In challenging the constitutionality of the Affordable Care Act in our Heritage Foundation paper, we adopted the Congressional Research Service’s conclusion that such a purchase mandate was literally “unprecedented.”  This claim assumed some significance for three reasons.  If accurate, it might make a constitutional challenge a case of first impression not governed directly by previous judicial decisions.  It also meant that, if compelled purchases were held unconstitutional, it would not affect the exercise other previously approved powers and would make such a ruling less disruptive of existing practice and, therefore, easier for a court to adopt.  Moreover, as I note in two forthcoming articles (drafts available here and here), the Rehnquist Court’s New Federalism represented a “this far and no farther (without compelling justification that would not lead to a national police power)” approach that put the onus on the government to provide a rationale for any expansion of Congressional power beyond what has already been authorized that would not lead to a national police power akin to that of states.  If the purchase mandate was “farther,” the government would have to provide a judicially administrable limiting principle.

Of course, some contested whether purchase mandates were unprecedented, claiming that the Militia Act of 1792 or the 1798 “Act for the Relief of Sick and Disabled Seamen” constituted relevant historical instances of compelled purchases.  In the end, no court found these examples compelling, and all tended to treat the insurance purchase mandate as something truly new, exceptional, and requiring justification.  As a result, our constitutional objections got a more receptive hearing than most law professors expected, eventually being adopted in substance by five justices in NFIB v Sebelius.

On Friday, I published an op-ed in the Wall Street Journal (available here) questioning the constitutionality of the blanket seizures of private data by the NSA and CFPB, the constitutionality of which have been approved in secret ex parte proceedings in the Foreign Intelligence Surveillance Court.  In my op-ed I contended that such indiscriminate mass seizures were “unreasonable” and akin to the general search warrants that the Fourth Amendment was intended to prevent.  I also suggested that the secret judicial proceedings did not constitute the “due process of law” that is guarantied by the Fifth Amendment. In my blog post here, but not my op-ed, I raised the additional possibility that both this type of blanket seizure of private data and the secret authorization for these ongoing programs are unprecedented.

Is this accurate? I know I cannot think of another example in our history of mass seizures of privately collected data.  Nor can I think of another government program that was approved in nonadversarial ex parte proceedings held in secret, and justified in opinions that are also secret from the public and the companies from whom the data is being seized.  I do not consider the ex parte judicial approvals of warrants authorizing particular searches to be similar enough to constitute precedents. Nor is the temporary seizure of automobiles and other items under the “exigent circumstances” exception to the warrant requirements nearly the same.  Such seizures require a reasonable basis, and the “exigent circumstances” are considered exceptional.  For example, the mobility of automobiles is sometimes said to justify a separate body of rules simply because the evidence will disappear while the warrant to search is being sought. But these databases aren’t going anywhere.

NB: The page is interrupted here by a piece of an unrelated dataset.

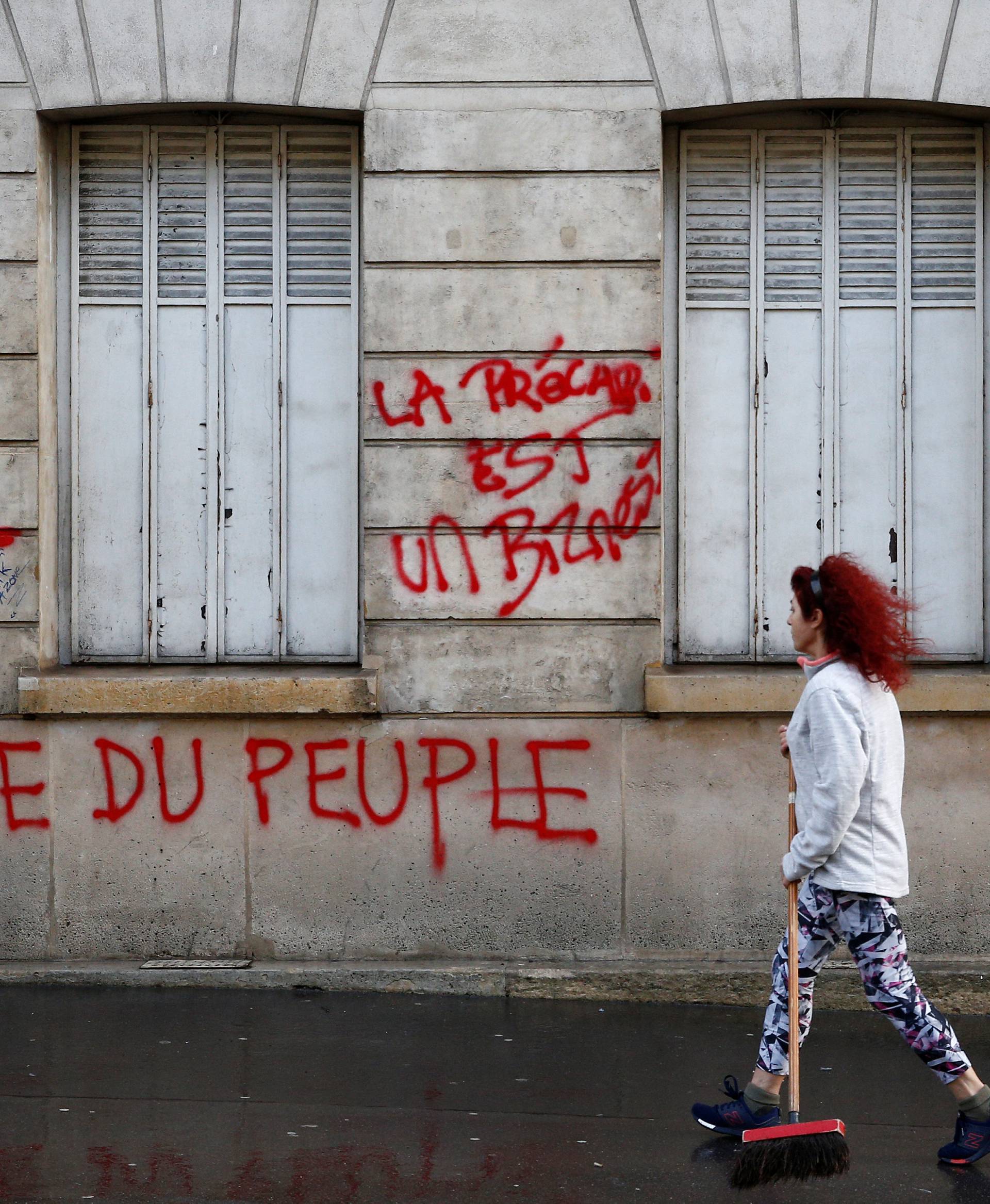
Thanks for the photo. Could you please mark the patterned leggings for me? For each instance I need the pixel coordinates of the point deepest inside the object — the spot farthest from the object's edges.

But perhaps there are stronger historical analogies I am overlooking.  Or perhaps these existing seizures are closer to the NSA seizures that I now think they are.  When I characterized the individual insurance mandate as unprecedented, my confidence was bolstered by the fact that the Congressional Research Service had reached the same conclusion.  Now I am asking Volokh readers to weigh in on this question in the comments. There are actually two distinct questions:

  • First, is there any precedent for the mass and ongoing seizure of private data on American citizens by the government (assuming the companies have not consented to share this data)? 
  • Second, is there any precedent for approving the constitutionality of such a government program in secret ex parte proceedings using judicial opinions that are also secret?
Of course either of these acts can be characterized in different ways, so people are free to contest these formulations and offer their own. But then I would appreciate an explanation of why a different formulation more accurately captures what is going on here.  I am trying to characterize both practices accurately to capture what seems relevantly distinctive about them.
Are either or both practices unprecedented?
UPDATE:  To clarify my questions, I am asking about “precedent” in the sense of whether there are any previous examples of these practices (which I understand have been operating for a while).  I am not asking for cases or “precedents” that may or may not govern here.  That is a different question that will turn, in part, on whether this is something relevantly different than past practices.